You can get the return value of the function execution through the .value property of the FuncThreadResult object, and the thrown error through the .error property.

Example
 1
 2
 3
 4
 5
 6
 7
 8
 9
10
11
12
13
14
15
16
17
18
19
20
21
22
import time

def fn(sleep_time):
    if sleep_time > 2:
        raise Exception('Sleep too long')

    time.sleep(sleep_time)
    return sleep_time

def run():
    DFF.THREAD.submit(fn, 3)
    DFF.THREAD.submit(fn, 2)
    DFF.THREAD.submit(fn, 1)

    # Get all results and iterate through them
    for result in DFF.THREAD.get_all_results():
        print(f"{result.value}, {repr(result.error)}")

# Output:
# None, Exception('Sleep too long')
# 2, None
# 1, None

DFF.THREAD.get_result(...)

Get the result of a specific thread function execution.

The return value is a FuncThreadResult object.

You can get the return value of the function execution through the .value property of the FuncThreadResult object, and the thrown error through the .error property.

Parameter Type Required / Default Value Description
key str Required Key for the function execution result to retrieve (returned by DFF.THREAD.submit(...)
wait bool True Whether to wait for results (i.e., whether to block)
Example
 1
 2
 3
 4
 5
 6
 7
 8
 9
10
11
12
13
14
import time

def fn(sleep_time):
    time.sleep(sleep_time)
    return sleep_time

def run():
    key = DFF.THREAD.submit(fn, 1)

    # Retrieve the result of the specified task
    result = DFF.THREAD.get_result(key=key)
    print(f"{result.value}, {repr(result.error)}")

# Output: 1, None

DFF.THREAD.is_all_finished

The DFF.THREAD.is_all_finished property is used to determine if all functions in the current thread pool have finished executing.

Example
 1
 2
 3
 4
 5
 6
 7
 8
 9
10
11
12
13
14
15
16
17
18
import time

def fn(sleep_time):
    time.sleep(sleep_time)
    return sleep_time

def run():
    DFF.THREAD.submit(fn, 3)
    DFF.THREAD.submit(fn, 2)
    DFF.THREAD.submit(fn, 1)

    print(DFF.THREAD.is_all_finished)
    time.sleep(3)
    print(DFF.THREAD.is_all_finished)

# Output:
# False
# True

DFF.THREAD.wait_all_finished(...)

Check if all functions in the current thread pool have finished executing.

Example
 1
 2
 3
 4
 5
 6
 7
 8
 9
10
11
12
13
14
15
16
import time

def fn(sleep_time):
    time.sleep(sleep_time)
    return sleep_time

def run():
    DFF.THREAD.submit(fn, 3)
    DFF.THREAD.submit(fn, 2)
    DFF.THREAD.submit(fn, 1)

    DFF.THREAD.wait_all_finished()
    print('Finished')

# Output:
# Finished

DFF.THREAD.pop_result(...) VS DFF.THREAD.get_all_results(...)

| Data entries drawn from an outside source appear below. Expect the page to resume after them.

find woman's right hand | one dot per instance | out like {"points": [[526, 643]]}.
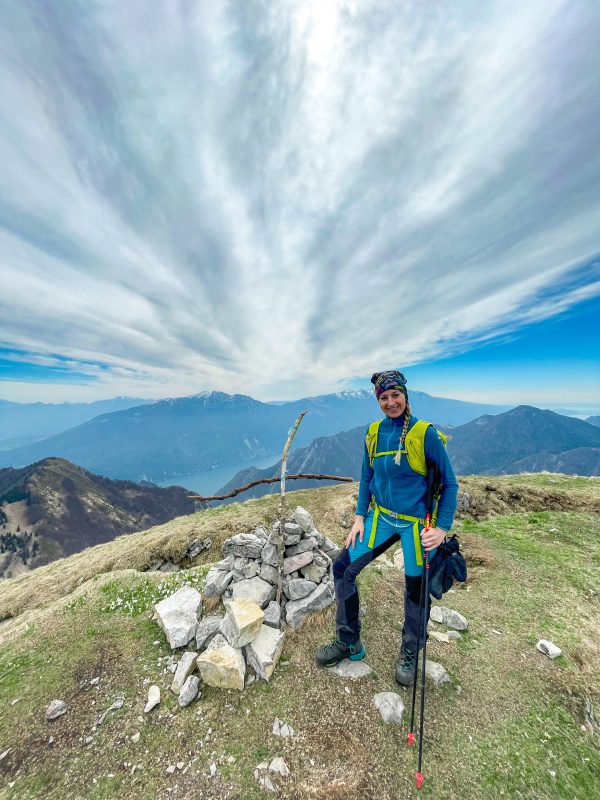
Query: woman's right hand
{"points": [[358, 529]]}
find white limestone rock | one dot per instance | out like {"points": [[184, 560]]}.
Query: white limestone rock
{"points": [[56, 709], [297, 562], [189, 691], [350, 669], [207, 627], [270, 554], [448, 617], [198, 546], [153, 698], [242, 622], [187, 664], [217, 582], [282, 729], [440, 637], [436, 672], [314, 573], [279, 767], [303, 519], [254, 589], [273, 614], [178, 615], [292, 529], [390, 706], [263, 653], [222, 665], [302, 547], [296, 610], [548, 648], [246, 545], [298, 588], [248, 567], [318, 537], [269, 574]]}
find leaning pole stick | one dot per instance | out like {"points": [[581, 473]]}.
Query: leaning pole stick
{"points": [[281, 509], [300, 475]]}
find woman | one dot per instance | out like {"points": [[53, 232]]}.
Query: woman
{"points": [[392, 507]]}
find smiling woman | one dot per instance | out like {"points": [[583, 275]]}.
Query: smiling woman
{"points": [[391, 508]]}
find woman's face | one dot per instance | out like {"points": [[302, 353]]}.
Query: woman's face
{"points": [[392, 402]]}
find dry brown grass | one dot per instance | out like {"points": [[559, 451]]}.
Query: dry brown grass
{"points": [[331, 507]]}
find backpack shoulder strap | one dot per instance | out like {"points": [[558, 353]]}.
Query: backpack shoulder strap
{"points": [[415, 446], [371, 439]]}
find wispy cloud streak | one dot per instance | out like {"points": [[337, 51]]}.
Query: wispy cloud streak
{"points": [[279, 195]]}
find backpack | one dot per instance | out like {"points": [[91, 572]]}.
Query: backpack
{"points": [[414, 444], [447, 565]]}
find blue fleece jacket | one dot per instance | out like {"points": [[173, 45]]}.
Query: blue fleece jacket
{"points": [[398, 487]]}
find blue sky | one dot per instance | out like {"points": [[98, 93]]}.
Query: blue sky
{"points": [[278, 198]]}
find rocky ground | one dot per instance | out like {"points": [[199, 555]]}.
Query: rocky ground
{"points": [[504, 718]]}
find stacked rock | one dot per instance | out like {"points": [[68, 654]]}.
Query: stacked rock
{"points": [[249, 570], [225, 645]]}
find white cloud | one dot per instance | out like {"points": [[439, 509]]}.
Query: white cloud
{"points": [[279, 195]]}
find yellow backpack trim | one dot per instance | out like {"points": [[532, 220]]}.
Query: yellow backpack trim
{"points": [[414, 444]]}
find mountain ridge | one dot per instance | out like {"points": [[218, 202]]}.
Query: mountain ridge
{"points": [[175, 437], [54, 508]]}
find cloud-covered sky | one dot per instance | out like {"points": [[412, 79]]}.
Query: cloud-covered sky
{"points": [[278, 197]]}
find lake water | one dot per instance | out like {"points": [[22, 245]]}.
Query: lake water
{"points": [[208, 481]]}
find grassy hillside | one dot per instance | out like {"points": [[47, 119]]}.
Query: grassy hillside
{"points": [[509, 725]]}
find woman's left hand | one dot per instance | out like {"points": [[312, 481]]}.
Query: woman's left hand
{"points": [[432, 538]]}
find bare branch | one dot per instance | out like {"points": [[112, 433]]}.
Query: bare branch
{"points": [[280, 538], [307, 475]]}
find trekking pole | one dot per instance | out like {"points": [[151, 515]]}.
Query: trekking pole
{"points": [[411, 735], [418, 773], [423, 619]]}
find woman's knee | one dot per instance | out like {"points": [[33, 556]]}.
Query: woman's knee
{"points": [[340, 564]]}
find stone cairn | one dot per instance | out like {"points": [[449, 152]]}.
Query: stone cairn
{"points": [[249, 634]]}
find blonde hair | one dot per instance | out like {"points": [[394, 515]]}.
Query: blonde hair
{"points": [[398, 456]]}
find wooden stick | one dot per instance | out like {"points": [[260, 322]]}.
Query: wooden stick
{"points": [[280, 538], [307, 475]]}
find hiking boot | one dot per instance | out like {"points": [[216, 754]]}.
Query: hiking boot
{"points": [[330, 654], [405, 666]]}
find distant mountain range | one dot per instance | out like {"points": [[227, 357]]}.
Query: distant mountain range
{"points": [[54, 508], [24, 423], [524, 439], [173, 438]]}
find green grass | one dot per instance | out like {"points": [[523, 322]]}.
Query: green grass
{"points": [[516, 718], [137, 595]]}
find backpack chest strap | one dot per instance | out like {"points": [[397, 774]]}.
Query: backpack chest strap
{"points": [[415, 520]]}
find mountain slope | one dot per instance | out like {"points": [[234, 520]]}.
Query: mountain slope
{"points": [[178, 437], [524, 439], [532, 575], [22, 423], [54, 508]]}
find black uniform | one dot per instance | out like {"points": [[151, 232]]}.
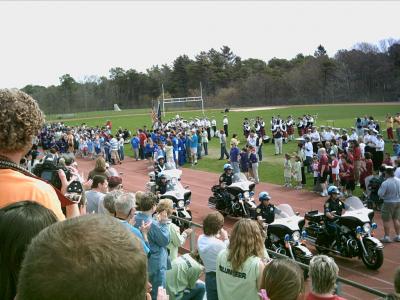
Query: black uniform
{"points": [[161, 187], [266, 212], [332, 227], [226, 178], [333, 205]]}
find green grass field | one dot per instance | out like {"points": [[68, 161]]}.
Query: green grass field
{"points": [[271, 168]]}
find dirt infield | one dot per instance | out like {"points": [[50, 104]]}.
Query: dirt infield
{"points": [[134, 174]]}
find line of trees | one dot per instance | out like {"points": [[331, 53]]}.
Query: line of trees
{"points": [[367, 72]]}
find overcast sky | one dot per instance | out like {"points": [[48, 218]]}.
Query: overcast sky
{"points": [[40, 41]]}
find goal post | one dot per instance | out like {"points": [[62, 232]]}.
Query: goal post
{"points": [[173, 101]]}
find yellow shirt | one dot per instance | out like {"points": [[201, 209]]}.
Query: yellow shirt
{"points": [[389, 122], [397, 122], [15, 187]]}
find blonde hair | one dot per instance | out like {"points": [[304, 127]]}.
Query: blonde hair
{"points": [[100, 164], [323, 273], [246, 240], [21, 120], [283, 279], [165, 204]]}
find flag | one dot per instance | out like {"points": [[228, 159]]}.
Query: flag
{"points": [[159, 112], [153, 115]]}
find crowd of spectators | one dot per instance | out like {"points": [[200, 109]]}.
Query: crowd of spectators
{"points": [[117, 245]]}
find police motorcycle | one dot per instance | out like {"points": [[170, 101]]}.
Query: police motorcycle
{"points": [[175, 191], [356, 232], [285, 235], [241, 195]]}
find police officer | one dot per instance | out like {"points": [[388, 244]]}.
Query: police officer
{"points": [[226, 180], [159, 166], [265, 211], [333, 207], [161, 187]]}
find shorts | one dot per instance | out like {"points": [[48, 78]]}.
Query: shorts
{"points": [[323, 177], [390, 211]]}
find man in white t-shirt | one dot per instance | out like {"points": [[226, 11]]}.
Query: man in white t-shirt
{"points": [[210, 244], [225, 123]]}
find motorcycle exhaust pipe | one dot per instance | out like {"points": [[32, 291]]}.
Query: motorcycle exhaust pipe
{"points": [[280, 251], [352, 244]]}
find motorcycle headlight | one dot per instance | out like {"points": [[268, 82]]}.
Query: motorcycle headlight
{"points": [[296, 236], [367, 227]]}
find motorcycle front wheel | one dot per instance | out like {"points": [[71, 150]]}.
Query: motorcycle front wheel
{"points": [[374, 260]]}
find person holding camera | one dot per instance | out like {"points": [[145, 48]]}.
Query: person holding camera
{"points": [[21, 121]]}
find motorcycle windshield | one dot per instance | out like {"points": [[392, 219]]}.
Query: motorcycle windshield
{"points": [[284, 211], [174, 185], [239, 177], [353, 203]]}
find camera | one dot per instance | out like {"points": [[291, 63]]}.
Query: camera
{"points": [[48, 170]]}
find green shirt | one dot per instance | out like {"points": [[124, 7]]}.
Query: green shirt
{"points": [[237, 285], [176, 240], [184, 273]]}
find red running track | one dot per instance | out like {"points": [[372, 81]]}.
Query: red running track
{"points": [[134, 174]]}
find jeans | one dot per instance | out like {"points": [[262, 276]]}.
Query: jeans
{"points": [[278, 146], [198, 151], [205, 146], [141, 152], [121, 153], [135, 153], [235, 166], [224, 151], [259, 152], [211, 286], [197, 293]]}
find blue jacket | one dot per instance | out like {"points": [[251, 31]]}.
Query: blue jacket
{"points": [[135, 142], [158, 240], [193, 141]]}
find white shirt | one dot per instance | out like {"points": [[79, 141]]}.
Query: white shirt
{"points": [[353, 137], [315, 136], [397, 173], [252, 141], [209, 248], [329, 136], [380, 145], [308, 149]]}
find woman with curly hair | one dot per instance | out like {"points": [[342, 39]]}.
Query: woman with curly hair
{"points": [[99, 169], [282, 279], [240, 266], [21, 120]]}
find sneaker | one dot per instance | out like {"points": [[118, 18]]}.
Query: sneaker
{"points": [[386, 239]]}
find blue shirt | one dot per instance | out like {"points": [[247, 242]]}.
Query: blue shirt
{"points": [[139, 234], [193, 141], [158, 241], [234, 153], [135, 142]]}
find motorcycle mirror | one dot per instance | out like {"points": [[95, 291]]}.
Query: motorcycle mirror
{"points": [[287, 238]]}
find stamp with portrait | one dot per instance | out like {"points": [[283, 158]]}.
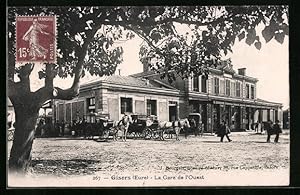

There are slight differences between the two methods for obtaining results from thread pool function executions:

  1. DFF.THREAD.pop_result(...) is better suited for independent tasks, where any task having a result immediately proceeds to subsequent processing.
  2. DFF.THREAD.get_all_results(...) is suitable for tasks that have dependencies or associations, where all tasks need to be completed before proceeding together into subsequent processing.